Workers are installing new street lights on Cookman Avenue as part of a streetscape program designed to better link the waterfront and downtown business district.
The streetscape project started in the spring. Waterfront redeveloper Asbury Partners is paying for the improvements, with the goal of making this barren stretch of Cookman more pedestrian-friendly.
Installing the lighting is the next step, and Brian Cheripka of Asbury Partners previously told the Sun that eight new street lights will be installed to improve lighting and safety in the area. Old utility poles will also be removed, he said.
Before the project got underway, Cheripka said this section of Cookman “[did] not encourage people to walk from the [downtown] central business district to the waterfront. Between the old buildings boarded up, and the general lack of upkeep, it [discouraged] people from making that connectivity.”
Meanwhile, at Cookman Avenue’s intersections with Heck Street and Monroe Avenue, additional plantings and evergreen-like material has been installed.

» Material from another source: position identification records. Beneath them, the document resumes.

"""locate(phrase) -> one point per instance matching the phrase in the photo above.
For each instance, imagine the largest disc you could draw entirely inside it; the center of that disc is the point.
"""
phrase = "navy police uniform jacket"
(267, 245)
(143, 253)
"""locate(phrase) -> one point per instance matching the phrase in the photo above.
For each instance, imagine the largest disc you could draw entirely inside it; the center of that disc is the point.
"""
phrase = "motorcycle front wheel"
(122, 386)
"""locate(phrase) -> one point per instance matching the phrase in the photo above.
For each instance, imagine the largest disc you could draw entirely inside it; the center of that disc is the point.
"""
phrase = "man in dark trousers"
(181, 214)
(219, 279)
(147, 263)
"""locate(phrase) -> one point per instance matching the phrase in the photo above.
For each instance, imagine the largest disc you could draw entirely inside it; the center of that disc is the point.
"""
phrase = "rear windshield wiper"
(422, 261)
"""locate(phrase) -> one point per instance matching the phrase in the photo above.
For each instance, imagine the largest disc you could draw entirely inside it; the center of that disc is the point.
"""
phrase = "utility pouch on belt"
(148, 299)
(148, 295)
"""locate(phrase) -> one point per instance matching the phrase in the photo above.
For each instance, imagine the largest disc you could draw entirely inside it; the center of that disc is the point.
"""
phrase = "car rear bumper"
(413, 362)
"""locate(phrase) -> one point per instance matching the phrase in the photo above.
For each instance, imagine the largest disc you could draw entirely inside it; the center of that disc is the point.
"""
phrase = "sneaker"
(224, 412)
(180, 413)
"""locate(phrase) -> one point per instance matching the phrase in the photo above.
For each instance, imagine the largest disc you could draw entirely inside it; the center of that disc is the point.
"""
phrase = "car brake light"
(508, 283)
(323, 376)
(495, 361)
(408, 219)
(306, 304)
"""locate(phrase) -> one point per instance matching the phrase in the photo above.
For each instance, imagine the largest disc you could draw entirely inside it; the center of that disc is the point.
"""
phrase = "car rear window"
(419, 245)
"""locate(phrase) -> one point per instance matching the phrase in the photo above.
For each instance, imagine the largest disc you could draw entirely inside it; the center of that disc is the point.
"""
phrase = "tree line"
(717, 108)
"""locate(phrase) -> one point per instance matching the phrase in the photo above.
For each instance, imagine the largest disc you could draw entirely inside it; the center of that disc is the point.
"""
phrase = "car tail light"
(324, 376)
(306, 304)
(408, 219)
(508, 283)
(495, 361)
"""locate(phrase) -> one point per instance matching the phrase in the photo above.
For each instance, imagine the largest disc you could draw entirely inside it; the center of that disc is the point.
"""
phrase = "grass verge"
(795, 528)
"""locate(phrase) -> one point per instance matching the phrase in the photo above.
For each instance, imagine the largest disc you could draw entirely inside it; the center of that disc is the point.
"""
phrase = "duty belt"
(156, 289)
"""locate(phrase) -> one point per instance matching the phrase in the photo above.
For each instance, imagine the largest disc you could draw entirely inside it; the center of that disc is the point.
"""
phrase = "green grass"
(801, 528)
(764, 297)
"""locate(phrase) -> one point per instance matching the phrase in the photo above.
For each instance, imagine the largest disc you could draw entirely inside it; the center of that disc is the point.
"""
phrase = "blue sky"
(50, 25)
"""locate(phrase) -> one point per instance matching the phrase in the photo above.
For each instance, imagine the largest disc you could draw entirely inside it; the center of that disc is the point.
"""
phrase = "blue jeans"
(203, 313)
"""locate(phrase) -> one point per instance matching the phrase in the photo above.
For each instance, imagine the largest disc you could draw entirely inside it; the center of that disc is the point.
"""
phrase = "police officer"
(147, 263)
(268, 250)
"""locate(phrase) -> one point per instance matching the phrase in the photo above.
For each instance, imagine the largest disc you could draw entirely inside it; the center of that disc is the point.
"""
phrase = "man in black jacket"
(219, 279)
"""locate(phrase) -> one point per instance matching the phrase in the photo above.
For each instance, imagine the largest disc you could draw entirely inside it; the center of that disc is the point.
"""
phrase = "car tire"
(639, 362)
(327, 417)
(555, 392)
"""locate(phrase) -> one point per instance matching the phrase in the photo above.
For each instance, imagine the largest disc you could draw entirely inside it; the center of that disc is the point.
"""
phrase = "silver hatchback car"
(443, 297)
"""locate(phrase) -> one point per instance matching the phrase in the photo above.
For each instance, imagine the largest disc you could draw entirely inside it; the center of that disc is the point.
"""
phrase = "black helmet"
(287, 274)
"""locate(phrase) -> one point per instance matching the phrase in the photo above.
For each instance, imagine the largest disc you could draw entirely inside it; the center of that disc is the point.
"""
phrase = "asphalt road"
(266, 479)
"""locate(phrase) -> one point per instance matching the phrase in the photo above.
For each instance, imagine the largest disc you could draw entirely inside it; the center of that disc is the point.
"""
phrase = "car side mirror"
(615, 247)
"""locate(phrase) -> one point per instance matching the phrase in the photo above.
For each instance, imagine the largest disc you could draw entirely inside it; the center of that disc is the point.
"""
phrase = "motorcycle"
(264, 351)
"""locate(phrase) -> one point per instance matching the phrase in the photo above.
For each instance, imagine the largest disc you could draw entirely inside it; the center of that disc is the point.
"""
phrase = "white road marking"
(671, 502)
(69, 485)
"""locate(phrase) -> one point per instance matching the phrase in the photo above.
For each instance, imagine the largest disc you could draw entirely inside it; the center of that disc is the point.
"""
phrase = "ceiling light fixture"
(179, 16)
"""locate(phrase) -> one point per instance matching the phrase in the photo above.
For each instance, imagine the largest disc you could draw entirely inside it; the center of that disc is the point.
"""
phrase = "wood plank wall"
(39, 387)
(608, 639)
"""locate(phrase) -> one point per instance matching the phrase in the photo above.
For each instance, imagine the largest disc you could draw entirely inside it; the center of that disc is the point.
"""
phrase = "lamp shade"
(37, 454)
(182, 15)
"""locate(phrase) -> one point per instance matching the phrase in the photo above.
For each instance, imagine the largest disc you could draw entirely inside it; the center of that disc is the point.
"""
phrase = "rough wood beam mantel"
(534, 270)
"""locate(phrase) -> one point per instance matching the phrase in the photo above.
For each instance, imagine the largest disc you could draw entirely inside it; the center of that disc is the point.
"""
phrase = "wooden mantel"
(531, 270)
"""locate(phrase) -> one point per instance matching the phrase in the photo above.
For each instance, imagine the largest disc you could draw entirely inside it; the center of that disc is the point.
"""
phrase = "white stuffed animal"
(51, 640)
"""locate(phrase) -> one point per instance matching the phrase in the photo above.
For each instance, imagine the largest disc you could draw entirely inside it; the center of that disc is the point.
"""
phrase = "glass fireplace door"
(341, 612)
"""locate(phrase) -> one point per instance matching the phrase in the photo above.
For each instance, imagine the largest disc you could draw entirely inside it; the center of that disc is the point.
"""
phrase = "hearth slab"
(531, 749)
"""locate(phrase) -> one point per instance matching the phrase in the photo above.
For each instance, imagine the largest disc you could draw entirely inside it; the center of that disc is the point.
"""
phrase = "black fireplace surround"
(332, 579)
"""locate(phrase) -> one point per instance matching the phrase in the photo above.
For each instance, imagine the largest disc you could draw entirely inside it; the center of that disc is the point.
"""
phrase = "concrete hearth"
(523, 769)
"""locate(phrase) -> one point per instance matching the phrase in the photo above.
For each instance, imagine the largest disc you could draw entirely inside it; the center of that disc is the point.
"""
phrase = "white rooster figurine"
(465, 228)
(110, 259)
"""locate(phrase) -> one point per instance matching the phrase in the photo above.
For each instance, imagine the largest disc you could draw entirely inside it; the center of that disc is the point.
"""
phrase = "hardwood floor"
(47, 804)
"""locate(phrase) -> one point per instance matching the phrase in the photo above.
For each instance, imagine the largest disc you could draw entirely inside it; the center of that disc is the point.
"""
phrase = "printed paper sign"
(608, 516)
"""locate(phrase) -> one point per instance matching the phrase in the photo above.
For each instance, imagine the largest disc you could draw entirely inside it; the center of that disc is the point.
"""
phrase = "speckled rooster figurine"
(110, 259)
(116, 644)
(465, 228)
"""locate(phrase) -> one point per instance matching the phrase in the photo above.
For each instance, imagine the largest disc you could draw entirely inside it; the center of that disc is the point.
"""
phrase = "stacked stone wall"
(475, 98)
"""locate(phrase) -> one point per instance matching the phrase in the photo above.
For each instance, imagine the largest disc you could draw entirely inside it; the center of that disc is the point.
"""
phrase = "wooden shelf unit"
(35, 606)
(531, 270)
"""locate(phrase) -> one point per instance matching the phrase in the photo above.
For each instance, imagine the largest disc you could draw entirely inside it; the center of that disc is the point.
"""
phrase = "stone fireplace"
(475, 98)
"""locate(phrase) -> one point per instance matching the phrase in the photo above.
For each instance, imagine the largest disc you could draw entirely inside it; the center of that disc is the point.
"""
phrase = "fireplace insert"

“The goal is to create visual focal points,” he said. “You then look down Cookman Avenue toward the waterfront and it becomes a more pedestrian-friendly environment.”
The project will cost Asbury Partners $500,000, Cheripka has said.
Cheripka is vice president of land for iStar Financial, which took over Asbury Partners in 2010, after the former owners of Asbury Partners defaulted on loans made to it by iStar. The financial services company has installed Cheripka in Asbury Park to oversee the waterfront redevelopment project.